# MKII Ibis TT with Swissvax Best of Show



## ahaydock (Sep 19, 2006)

Below are a few pictures from a Detail I carried out on my own car back in May 2010.

Process was:

1. Pre-Wash in Snow Foam and PW Rinse.
2. Wash using 2BM, Lambswool Mitt and Gloss-It Shampoo.
3. De-Tar with AG Tar Remover:










4. Clay using Megs Last Touch and Sonus Green:










5. Re-wash and dry using Waffle Weave Drying Towel.

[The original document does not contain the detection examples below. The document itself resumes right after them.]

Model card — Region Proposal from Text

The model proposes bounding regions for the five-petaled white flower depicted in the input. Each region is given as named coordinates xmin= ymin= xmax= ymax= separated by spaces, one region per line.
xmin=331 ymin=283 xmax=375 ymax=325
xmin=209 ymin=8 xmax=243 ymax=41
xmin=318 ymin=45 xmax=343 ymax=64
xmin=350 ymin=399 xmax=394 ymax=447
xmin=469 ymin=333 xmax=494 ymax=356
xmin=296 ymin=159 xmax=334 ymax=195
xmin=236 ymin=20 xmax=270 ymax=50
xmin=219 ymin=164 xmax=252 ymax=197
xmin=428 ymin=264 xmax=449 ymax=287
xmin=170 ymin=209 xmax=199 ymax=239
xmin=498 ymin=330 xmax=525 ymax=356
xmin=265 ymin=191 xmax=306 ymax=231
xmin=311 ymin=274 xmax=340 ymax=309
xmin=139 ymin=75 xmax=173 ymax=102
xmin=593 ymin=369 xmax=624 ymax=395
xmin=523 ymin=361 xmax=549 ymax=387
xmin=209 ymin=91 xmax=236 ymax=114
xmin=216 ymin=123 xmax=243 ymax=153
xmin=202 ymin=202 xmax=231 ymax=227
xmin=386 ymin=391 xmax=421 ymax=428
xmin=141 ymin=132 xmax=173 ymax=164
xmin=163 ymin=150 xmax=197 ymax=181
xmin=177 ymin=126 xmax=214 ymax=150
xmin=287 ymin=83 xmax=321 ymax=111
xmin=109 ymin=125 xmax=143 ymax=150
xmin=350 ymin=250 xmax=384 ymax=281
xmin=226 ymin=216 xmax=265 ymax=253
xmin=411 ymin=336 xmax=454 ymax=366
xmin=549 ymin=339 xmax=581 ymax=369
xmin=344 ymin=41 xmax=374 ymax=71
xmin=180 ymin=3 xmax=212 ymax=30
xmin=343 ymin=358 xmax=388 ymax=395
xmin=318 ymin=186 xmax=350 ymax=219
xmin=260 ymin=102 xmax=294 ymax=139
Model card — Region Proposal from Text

6. Polish using Megs G220 and Megs 205 Polish on a Planet Polish Polishing Pad, which left a perfect finish:



















7. Then Glazed using Clearkote Vanilla Moose Glaze via the G220 on a Planet Polish Finishing Pad:










8. Wheels off, de-tared using AG Tar Remover, cleaned with Megs Wheel Brightener then 2x Coats of Planet Polish Wheel Seal and Shine:

Before:










After:










9. Here are the final results after 2x coats of Swissvax Best of Show Wax:


















































































Thanks for looking :thumb:


----------



## BLinky (Jul 3, 2009)

did you spray the wheel hubs?


----------



## davelincs (Jan 1, 2010)

Excellent Job ,


----------



## ahaydock (Sep 19, 2006)

Thanks guys.

Blinky - I've painted the Hubs on the Car Silver and Calipers Black but that's it - not done anything to the Wheels themselves other than Clean and Slean them


----------



## Stevo90 (Jan 21, 2011)

This makes me even more sure that i'm making the right choice with going for Ibis.

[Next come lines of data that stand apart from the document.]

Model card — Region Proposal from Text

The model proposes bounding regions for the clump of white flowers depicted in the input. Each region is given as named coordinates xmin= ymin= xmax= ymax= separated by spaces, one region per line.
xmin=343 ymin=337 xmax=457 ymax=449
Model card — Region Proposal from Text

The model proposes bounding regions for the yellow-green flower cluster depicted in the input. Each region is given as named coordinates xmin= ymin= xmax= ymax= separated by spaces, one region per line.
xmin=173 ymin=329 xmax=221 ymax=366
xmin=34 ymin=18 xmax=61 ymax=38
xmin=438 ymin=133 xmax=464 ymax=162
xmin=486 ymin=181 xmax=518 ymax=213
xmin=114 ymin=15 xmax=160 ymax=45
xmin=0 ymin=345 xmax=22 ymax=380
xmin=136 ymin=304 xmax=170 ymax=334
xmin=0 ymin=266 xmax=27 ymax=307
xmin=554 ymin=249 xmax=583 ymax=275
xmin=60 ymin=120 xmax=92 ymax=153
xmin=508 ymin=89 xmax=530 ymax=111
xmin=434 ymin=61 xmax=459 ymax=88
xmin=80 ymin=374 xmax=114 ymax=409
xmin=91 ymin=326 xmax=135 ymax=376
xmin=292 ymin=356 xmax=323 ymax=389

I may sound stupid here, but is that a custom exhaust or just Exhaust tips? Looks like something I will deff need to add to mine when I get it as the standard ones look a bit dull IMO.

Cheers buddy.


----------



## davelincs (Jan 1, 2010)

Stevo90 said:


> This makes me even more sure that i'm making the right choice with going for Ibis.
> 
> I may sound stupid here, but is that a custom exhaust or just Exhaust tips? Looks like something I will deff need to add to mine when I get it as the standard ones look a bit dull IMO.
> 
> Cheers buddy.


Exhaust tips Stevo, they can be bought from Audi, i have them on mine, well worth the money


----------



## dooka (Apr 28, 2006)

I'm liking that, but then again, I'm always impressed with your details ? write-ups ..
I'm surprised you went the wax route on white, but looks very nice anyhow ..


----------



## Stevo90 (Jan 21, 2011)

davelincs said:


> Exhaust tips Stevo, they can be bought from Audi, i have them on mine, well worth the money


Can't seem to find these anywhere online, would appreciate a link if possible?

Cheers


----------



## davelincs (Jan 1, 2010)

try this link Stevo
http://www.audi.co.uk/audi/owners-area/ ... oryId%3D82
heres a photo with them fitted


----------



## Stevo90 (Jan 21, 2011)

davelincs said:


> try this link Stevo


Cheers fella.

Car looks ace.


----------